Già nel canto I s’impone la terribile figura della Lupa, allegoria dell’avarizia, il peccato personale (“non lascia altrui passar per la sua via”) e sociale (“molte genti fé già viver grame”) secondo Dante più radicato e temibile, prima causa della rovina dell’humana civitas. La denuncia dell’avarizia percorre il sottosuolo dell’intero poema, riaffiorando con forza nei canti a maggior caratterizzazione politica (come il VI), a dimostrazione della sua preminente rilevanza civile. Nel canto XVI la radice dell’avarizia viene storicamente collegata alla “gente nova” e ai  “subiti guadagni”, cioè alla nuova classe mercantile arricchitasi velocemente grazie al commercio e all’usura, che “orgoglio e dismisura han generata”; quella medesima dismisura, quel “cattivo infinito”(Hegel) che riecheggia nell’efficace rappresentazione della Lupa come colei “che mai non empie la bramosa voglia, / e dopo ‘l pasto ha più fame che pria” (I, 98-99). Dante profetizza (e auspica) che il dilagante dominio della Lupa troverà un antagonista nell’oracolare figura del Veltro, il quale, non desideroso di dominio di terre né possesso di denaro (non ciberà terra né peltro) ma di “sapienza, amore e virtute”, “la farà morir con doglia” e la “caccerà per ogni villa, / fin che l’ avrà rimessa ne lo ‘nferno”(I, 103-110)

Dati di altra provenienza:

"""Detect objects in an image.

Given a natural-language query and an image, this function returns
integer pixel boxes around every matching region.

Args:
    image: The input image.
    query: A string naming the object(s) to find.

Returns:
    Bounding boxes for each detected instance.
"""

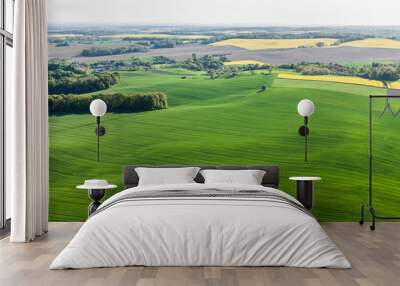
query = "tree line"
[80,44,149,57]
[49,92,168,115]
[48,60,119,94]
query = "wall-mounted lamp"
[90,99,107,162]
[297,99,315,162]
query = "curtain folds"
[6,0,48,242]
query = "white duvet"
[50,184,351,269]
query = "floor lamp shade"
[90,99,107,116]
[297,99,315,117]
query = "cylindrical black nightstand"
[289,177,321,210]
[76,180,117,216]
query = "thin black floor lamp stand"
[299,116,310,162]
[359,95,400,230]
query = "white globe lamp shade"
[90,99,107,117]
[297,99,315,117]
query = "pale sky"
[47,0,400,26]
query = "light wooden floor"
[0,223,400,286]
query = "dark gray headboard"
[123,165,279,189]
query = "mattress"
[50,183,351,269]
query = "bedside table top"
[289,177,322,181]
[76,185,117,190]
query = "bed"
[50,166,351,269]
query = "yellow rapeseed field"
[224,60,264,66]
[340,38,400,49]
[211,38,336,50]
[278,73,384,87]
[101,34,210,40]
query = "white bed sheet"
[50,184,351,269]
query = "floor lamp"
[90,99,107,162]
[297,99,315,162]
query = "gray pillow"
[135,167,200,186]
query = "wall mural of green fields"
[49,22,400,221]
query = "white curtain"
[6,0,48,242]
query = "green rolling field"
[49,69,400,221]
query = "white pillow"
[135,167,200,186]
[200,170,265,185]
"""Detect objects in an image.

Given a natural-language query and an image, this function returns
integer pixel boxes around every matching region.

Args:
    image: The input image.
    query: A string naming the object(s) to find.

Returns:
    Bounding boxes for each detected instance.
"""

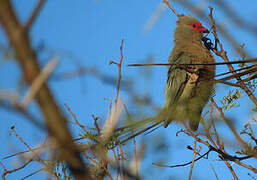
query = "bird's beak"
[200,26,210,33]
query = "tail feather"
[114,118,163,144]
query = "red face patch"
[189,24,208,32]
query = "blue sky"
[0,0,257,179]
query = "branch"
[0,0,91,179]
[24,0,46,31]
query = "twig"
[24,0,46,31]
[209,7,257,106]
[109,39,124,104]
[64,103,88,133]
[153,149,212,168]
[127,58,257,67]
[22,58,58,108]
[211,165,219,180]
[162,0,179,17]
[0,0,92,177]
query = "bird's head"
[174,15,209,41]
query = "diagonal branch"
[0,0,91,179]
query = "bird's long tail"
[111,117,163,144]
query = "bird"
[161,15,215,131]
[113,15,215,146]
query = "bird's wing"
[165,52,192,106]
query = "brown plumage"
[162,16,215,130]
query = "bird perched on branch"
[113,15,215,145]
[160,15,215,131]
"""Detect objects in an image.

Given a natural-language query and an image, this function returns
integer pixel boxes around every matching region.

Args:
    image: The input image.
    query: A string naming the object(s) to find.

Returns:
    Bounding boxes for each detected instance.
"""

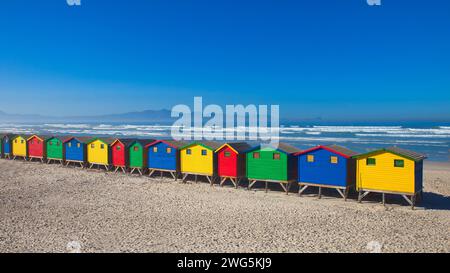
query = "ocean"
[0,122,450,162]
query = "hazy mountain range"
[0,109,174,122]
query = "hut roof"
[181,141,222,151]
[27,135,52,141]
[295,144,358,158]
[127,139,155,147]
[245,142,300,154]
[146,140,189,149]
[354,146,427,161]
[110,138,136,146]
[87,137,116,145]
[216,142,251,154]
[63,136,92,144]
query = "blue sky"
[0,0,450,120]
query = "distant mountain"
[0,109,173,122]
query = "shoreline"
[0,160,450,253]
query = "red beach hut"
[215,142,251,188]
[111,138,133,173]
[27,135,45,162]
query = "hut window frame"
[394,159,405,168]
[366,157,377,166]
[330,155,339,164]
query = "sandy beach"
[0,159,450,253]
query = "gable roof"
[87,137,116,145]
[27,135,50,142]
[145,140,189,149]
[11,134,33,140]
[180,141,221,151]
[354,146,427,161]
[45,136,64,141]
[215,142,251,154]
[0,133,16,139]
[110,138,136,147]
[127,139,155,148]
[245,142,300,154]
[294,144,358,158]
[63,136,92,144]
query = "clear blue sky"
[0,0,450,120]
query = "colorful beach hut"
[87,137,115,170]
[246,143,300,194]
[180,141,221,185]
[27,135,45,162]
[128,139,155,175]
[0,134,15,159]
[45,136,64,164]
[354,147,426,208]
[63,137,92,167]
[295,145,357,200]
[146,140,187,180]
[111,138,134,173]
[12,135,28,160]
[215,142,251,188]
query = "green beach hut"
[128,139,155,175]
[246,143,300,194]
[45,137,64,164]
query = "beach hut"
[215,142,251,188]
[63,137,92,167]
[295,145,357,200]
[111,138,134,173]
[0,134,15,159]
[246,143,300,194]
[0,134,6,158]
[87,137,115,170]
[180,141,221,185]
[128,139,155,175]
[12,135,28,160]
[146,140,187,180]
[354,147,426,208]
[45,136,64,164]
[27,135,46,162]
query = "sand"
[0,159,450,253]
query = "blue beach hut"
[0,134,15,158]
[295,145,357,200]
[64,137,92,167]
[145,140,187,180]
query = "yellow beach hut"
[87,138,115,170]
[353,147,426,208]
[180,141,221,185]
[12,135,27,160]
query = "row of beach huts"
[0,134,426,208]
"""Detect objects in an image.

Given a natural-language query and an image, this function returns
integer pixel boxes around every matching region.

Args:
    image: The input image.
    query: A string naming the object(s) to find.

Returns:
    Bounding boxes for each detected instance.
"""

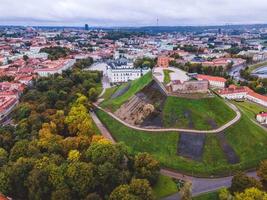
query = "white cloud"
[0,0,267,26]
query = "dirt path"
[90,112,257,200]
[94,102,241,134]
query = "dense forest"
[0,64,159,200]
[40,46,70,60]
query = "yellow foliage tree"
[234,188,267,200]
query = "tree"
[0,148,8,167]
[234,188,267,200]
[134,153,160,184]
[51,188,73,200]
[23,55,29,61]
[27,168,52,200]
[85,193,102,200]
[0,170,11,195]
[68,150,81,162]
[97,162,123,194]
[257,160,267,184]
[7,158,34,199]
[180,182,192,200]
[219,188,233,200]
[66,162,97,198]
[89,88,98,102]
[9,140,29,161]
[65,104,93,136]
[86,140,125,167]
[109,185,136,200]
[229,172,262,194]
[109,179,155,200]
[130,179,154,200]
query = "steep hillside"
[162,97,235,130]
[101,73,152,111]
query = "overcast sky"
[0,0,267,26]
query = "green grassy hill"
[101,72,152,111]
[97,101,267,176]
[163,97,235,130]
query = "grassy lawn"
[153,175,178,199]
[101,72,152,111]
[163,97,235,130]
[97,110,232,176]
[102,86,118,100]
[248,62,267,72]
[233,101,267,119]
[163,69,173,84]
[226,102,267,168]
[193,192,219,200]
[97,99,267,176]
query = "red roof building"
[196,74,226,88]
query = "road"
[90,112,257,200]
[94,102,241,134]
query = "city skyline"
[0,0,267,26]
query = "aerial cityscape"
[0,0,267,200]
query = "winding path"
[90,112,257,200]
[94,101,241,133]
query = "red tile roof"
[197,74,226,83]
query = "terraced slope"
[162,96,235,130]
[101,73,152,112]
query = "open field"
[102,86,118,99]
[101,72,152,111]
[193,192,219,200]
[226,103,267,168]
[163,69,173,84]
[232,101,267,119]
[248,61,267,72]
[97,104,267,177]
[163,97,235,130]
[153,175,178,199]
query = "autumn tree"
[234,187,267,200]
[257,160,267,185]
[229,172,262,194]
[109,179,155,200]
[134,153,160,184]
[180,182,192,200]
[0,148,8,167]
[66,162,97,198]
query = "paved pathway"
[90,112,115,143]
[161,169,257,200]
[90,112,256,200]
[94,102,241,133]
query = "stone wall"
[169,80,209,94]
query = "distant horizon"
[0,22,267,29]
[0,0,267,27]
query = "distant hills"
[0,24,267,33]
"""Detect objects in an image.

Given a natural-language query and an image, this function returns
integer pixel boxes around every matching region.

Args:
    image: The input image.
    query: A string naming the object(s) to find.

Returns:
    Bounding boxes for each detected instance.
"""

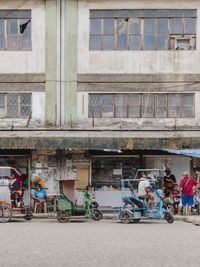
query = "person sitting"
[170,183,181,214]
[84,185,93,215]
[33,184,47,213]
[9,170,23,208]
[138,173,150,198]
[145,186,156,210]
[164,169,176,196]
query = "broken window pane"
[117,35,128,50]
[7,19,18,34]
[103,35,114,50]
[8,34,18,50]
[115,10,129,18]
[20,94,31,106]
[155,107,167,118]
[156,35,168,50]
[185,19,196,34]
[157,19,168,34]
[171,19,183,34]
[88,95,101,118]
[7,94,19,117]
[117,19,128,35]
[102,95,113,112]
[115,94,127,118]
[129,19,141,34]
[182,94,194,106]
[144,19,154,34]
[90,19,101,34]
[144,35,155,50]
[102,10,115,18]
[168,94,181,118]
[168,107,181,118]
[130,35,140,50]
[169,9,184,18]
[128,106,141,118]
[181,106,194,118]
[90,35,101,50]
[103,19,115,34]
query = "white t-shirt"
[138,178,150,196]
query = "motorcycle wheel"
[0,206,12,223]
[164,212,174,223]
[57,212,69,223]
[92,209,103,221]
[119,211,131,224]
[24,214,33,221]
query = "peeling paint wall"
[0,0,45,73]
[78,0,200,74]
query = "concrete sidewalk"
[103,212,200,226]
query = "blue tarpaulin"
[164,149,200,158]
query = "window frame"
[0,9,32,51]
[0,92,32,119]
[88,93,195,119]
[89,9,197,51]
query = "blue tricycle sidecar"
[119,179,174,223]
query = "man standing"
[180,172,197,216]
[164,169,176,194]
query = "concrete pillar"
[45,0,78,127]
[45,0,57,125]
[62,0,78,127]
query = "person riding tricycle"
[119,172,174,223]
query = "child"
[145,186,156,210]
[84,185,92,214]
[170,183,181,216]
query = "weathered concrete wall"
[78,0,200,74]
[0,129,200,150]
[45,0,57,125]
[0,0,45,73]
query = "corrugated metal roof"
[163,149,200,158]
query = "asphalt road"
[0,219,200,267]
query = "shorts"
[181,195,194,207]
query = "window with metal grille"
[0,10,31,51]
[0,93,32,118]
[88,93,194,118]
[90,9,197,50]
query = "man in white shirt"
[138,177,150,197]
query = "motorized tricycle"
[57,194,103,223]
[119,177,174,223]
[0,166,32,222]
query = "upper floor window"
[0,93,31,118]
[90,9,197,50]
[88,94,194,118]
[0,10,31,51]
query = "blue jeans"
[181,195,194,207]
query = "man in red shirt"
[180,172,197,215]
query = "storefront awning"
[163,149,200,158]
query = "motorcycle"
[57,194,103,223]
[119,179,174,223]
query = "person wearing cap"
[180,172,197,216]
[164,169,176,197]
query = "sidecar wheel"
[0,206,12,223]
[92,209,103,221]
[57,212,69,223]
[119,211,132,224]
[164,212,174,223]
[24,214,33,221]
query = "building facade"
[0,0,200,207]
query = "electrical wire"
[2,0,30,17]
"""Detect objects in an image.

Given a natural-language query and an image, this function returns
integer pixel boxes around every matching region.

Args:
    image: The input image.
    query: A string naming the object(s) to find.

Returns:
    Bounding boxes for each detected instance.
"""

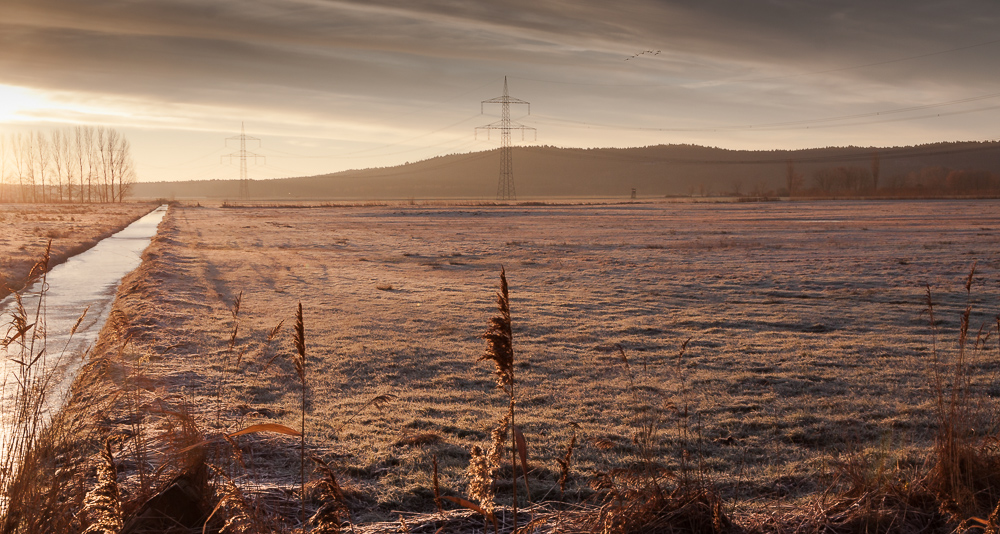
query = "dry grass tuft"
[80,439,122,534]
[479,267,514,395]
[309,456,348,534]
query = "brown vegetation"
[6,204,1000,533]
[0,203,155,298]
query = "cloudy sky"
[0,0,1000,181]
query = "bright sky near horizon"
[0,0,1000,181]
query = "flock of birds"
[625,50,660,61]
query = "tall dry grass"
[9,251,1000,534]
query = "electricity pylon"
[476,76,535,200]
[219,122,267,200]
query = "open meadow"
[43,201,1000,528]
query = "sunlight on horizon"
[0,85,48,122]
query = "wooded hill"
[133,142,1000,200]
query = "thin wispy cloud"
[0,0,1000,179]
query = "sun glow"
[0,85,45,122]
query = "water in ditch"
[0,206,167,469]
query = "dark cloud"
[0,0,1000,182]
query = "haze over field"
[0,0,1000,186]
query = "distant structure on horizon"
[476,76,535,200]
[219,122,264,200]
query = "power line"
[476,76,535,200]
[219,122,267,200]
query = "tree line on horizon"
[0,125,136,203]
[760,153,1000,196]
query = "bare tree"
[83,126,97,202]
[35,132,52,202]
[95,126,111,202]
[59,130,74,202]
[20,132,38,202]
[49,130,66,202]
[112,136,135,202]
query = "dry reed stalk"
[81,439,123,534]
[431,454,444,514]
[215,291,243,428]
[556,434,576,494]
[470,266,528,531]
[309,456,348,534]
[292,302,306,524]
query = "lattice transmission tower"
[476,76,535,200]
[219,122,267,200]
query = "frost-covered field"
[0,203,156,298]
[99,201,1000,516]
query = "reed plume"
[478,267,514,397]
[469,266,528,531]
[81,439,122,534]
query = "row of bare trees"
[0,126,136,202]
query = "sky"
[0,0,1000,181]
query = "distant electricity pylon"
[476,76,535,200]
[219,122,267,200]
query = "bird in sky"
[625,50,660,61]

Il Veltro appare come il katéchon della teologia politica, cioè il “potere che frena” le forze dell’anomia, della tracotanza e della dismisura (si ricordi che tanto il Veltro che il katéchon sono stati storicamente affiancati all’istituzione imperiale); anzi, il ruolo del Veltro non sembra solo quello di arginare la Lupa, ma di cacciarla: esso rappresenterebbe pertanto non solo una forma di potere regolativa e “contenitrice” (ministerium), bensì “direttiva”ed eticamente connotata (potremmo definirlo magisterium), cioè autenticamente politica. A distanza di sette secoli la cinomachia descritta dal Sommo Poeta vede tuttavia la Lupa come trionfante. Viviamo oggi il dominio assoluto dell’avarizia, della gente nova e dei subiti guadagni. Il nuovo Veltro, l’istituzione statale, langue ed è completamente sottomesso alla nuova Lupa, ciò è alle forze adespote della Tecnica e della Finanza.  La lezione dantesca ci insegna che lo Stato, se vuole recuperare il suo ruolo “catecontico”, deve necessariamente ritornare alla sua essenza politica e al dominio del fenomeno economico; solo così“di quell’umile Italia fia salute”(I, 107).